Spanish Region to Ban Police from Firing Rubber Balls
Spain's northern Catalonia region will ban its police force from firing rubber balls, a local party spokesman said Thursday, after accusations of aggressive tactics.
The decision comes after a woman was blinded in her left eye at a protest in Barcelona during a general strike on November 14 last year after she says she was struck by a rubber ball fired by police.
Two members of Catalonia's regional police force, the Mossos d'Esquadra, are under investigation over the incident, but Catalan police and the regional government have denied that rubber balls were used during the protest.
The balls, fired from guns, are used as a deterrent and are not supposed to inflict injury.
The two biggest parties in the Catalan parliament reached an agreement late on Wednesday to table a bill banning their use from May 2014.

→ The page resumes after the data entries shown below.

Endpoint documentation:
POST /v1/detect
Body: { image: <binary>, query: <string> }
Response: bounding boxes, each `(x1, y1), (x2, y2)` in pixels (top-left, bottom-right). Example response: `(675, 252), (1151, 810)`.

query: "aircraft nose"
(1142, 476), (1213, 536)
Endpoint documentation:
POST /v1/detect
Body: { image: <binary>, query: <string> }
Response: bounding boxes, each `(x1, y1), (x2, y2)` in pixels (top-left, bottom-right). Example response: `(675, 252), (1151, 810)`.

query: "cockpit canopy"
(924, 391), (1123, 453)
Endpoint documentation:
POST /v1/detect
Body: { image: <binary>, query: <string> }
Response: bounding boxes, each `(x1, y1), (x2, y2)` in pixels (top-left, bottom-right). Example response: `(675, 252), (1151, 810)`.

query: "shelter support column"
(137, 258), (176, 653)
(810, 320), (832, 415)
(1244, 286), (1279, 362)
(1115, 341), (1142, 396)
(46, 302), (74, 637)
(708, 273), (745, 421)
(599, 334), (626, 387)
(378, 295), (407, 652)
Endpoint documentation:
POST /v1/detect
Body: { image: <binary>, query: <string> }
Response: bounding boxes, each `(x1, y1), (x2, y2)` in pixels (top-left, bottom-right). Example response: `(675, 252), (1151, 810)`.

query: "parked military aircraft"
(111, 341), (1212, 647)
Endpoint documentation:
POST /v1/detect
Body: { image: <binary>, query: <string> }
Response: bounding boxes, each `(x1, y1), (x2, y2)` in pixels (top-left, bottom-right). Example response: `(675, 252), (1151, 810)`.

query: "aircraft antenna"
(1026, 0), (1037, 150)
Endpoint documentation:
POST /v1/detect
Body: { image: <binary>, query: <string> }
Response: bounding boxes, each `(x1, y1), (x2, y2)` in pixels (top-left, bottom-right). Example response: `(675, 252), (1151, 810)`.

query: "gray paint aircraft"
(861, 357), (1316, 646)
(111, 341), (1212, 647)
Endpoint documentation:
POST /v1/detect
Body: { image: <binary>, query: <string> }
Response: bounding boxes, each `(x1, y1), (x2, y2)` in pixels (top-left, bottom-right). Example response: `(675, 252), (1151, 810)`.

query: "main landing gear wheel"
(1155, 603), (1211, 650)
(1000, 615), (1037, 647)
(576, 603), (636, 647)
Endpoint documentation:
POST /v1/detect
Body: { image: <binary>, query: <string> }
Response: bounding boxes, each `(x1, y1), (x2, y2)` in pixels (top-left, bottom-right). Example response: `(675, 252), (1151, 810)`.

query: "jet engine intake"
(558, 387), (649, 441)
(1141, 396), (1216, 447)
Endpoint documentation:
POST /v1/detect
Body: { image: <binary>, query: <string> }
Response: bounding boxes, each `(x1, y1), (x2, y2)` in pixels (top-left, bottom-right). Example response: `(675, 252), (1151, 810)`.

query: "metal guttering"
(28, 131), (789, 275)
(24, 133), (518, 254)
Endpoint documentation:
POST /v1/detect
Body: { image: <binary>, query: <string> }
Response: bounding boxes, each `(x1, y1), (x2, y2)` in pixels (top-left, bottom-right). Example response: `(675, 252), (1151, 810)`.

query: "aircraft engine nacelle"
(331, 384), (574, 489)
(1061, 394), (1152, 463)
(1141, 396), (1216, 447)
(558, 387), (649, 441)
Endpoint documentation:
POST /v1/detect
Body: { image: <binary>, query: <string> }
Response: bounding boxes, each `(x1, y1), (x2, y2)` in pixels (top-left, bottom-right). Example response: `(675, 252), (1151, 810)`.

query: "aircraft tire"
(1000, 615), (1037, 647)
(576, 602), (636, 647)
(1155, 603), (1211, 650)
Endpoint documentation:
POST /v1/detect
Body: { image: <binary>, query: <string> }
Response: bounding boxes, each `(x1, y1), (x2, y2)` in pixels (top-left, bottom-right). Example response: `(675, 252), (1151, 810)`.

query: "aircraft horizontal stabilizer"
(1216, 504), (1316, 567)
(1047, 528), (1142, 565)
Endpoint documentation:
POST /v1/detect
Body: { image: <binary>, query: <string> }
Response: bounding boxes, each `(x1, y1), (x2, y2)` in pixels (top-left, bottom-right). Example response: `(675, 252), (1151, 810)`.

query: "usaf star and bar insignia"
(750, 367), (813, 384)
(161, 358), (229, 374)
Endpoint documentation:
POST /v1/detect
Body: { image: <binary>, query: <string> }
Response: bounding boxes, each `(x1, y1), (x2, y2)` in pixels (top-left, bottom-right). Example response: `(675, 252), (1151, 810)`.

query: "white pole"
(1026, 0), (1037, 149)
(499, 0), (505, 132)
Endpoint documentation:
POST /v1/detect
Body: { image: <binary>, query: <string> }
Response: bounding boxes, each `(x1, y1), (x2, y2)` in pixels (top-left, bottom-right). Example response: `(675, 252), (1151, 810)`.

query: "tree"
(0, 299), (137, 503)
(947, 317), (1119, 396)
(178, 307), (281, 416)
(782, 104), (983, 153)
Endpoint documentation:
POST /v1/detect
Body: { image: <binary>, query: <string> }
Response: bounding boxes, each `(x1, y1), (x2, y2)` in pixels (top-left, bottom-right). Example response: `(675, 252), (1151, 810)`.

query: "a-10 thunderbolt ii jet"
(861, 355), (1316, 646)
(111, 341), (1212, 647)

"It has been decided to immediately begin withdrawing rubber balls from circulation and to replace them gradually so that by the end of April, a total ban is effective," reads the text of the bill proposed by the two parties, which have a majority in the Catalan regional parliament.
The Catalan government launched a review of the type of weapons used by the police during demonstrations after the woman, Ester Quintana, was injured during the protest last year.
Quintana urged the Catalan government to ban the use of rubber balls by police during an appearance before the Catalan parliament in July.
"I am not the first victim of rubber balls but I want to be the last. A society where people are afraid to demonstrate is not a free society," she said.
The move to ban Catalan police from using rubber balls comes as the force faces fresh allegations of brutality.
Eight Catalan police officers were indicted on Monday on suspicion of beating up a man while arresting him in Barcelona last month, causing his death.
Spanish media have broadcast video footage taken by area residents from their balconies showing policemen repeatedly kicking and punching the man as they pinned him down on the sidewalk.
Catalan police have said they were forced to pin the man down because he was agitated and had turned on them.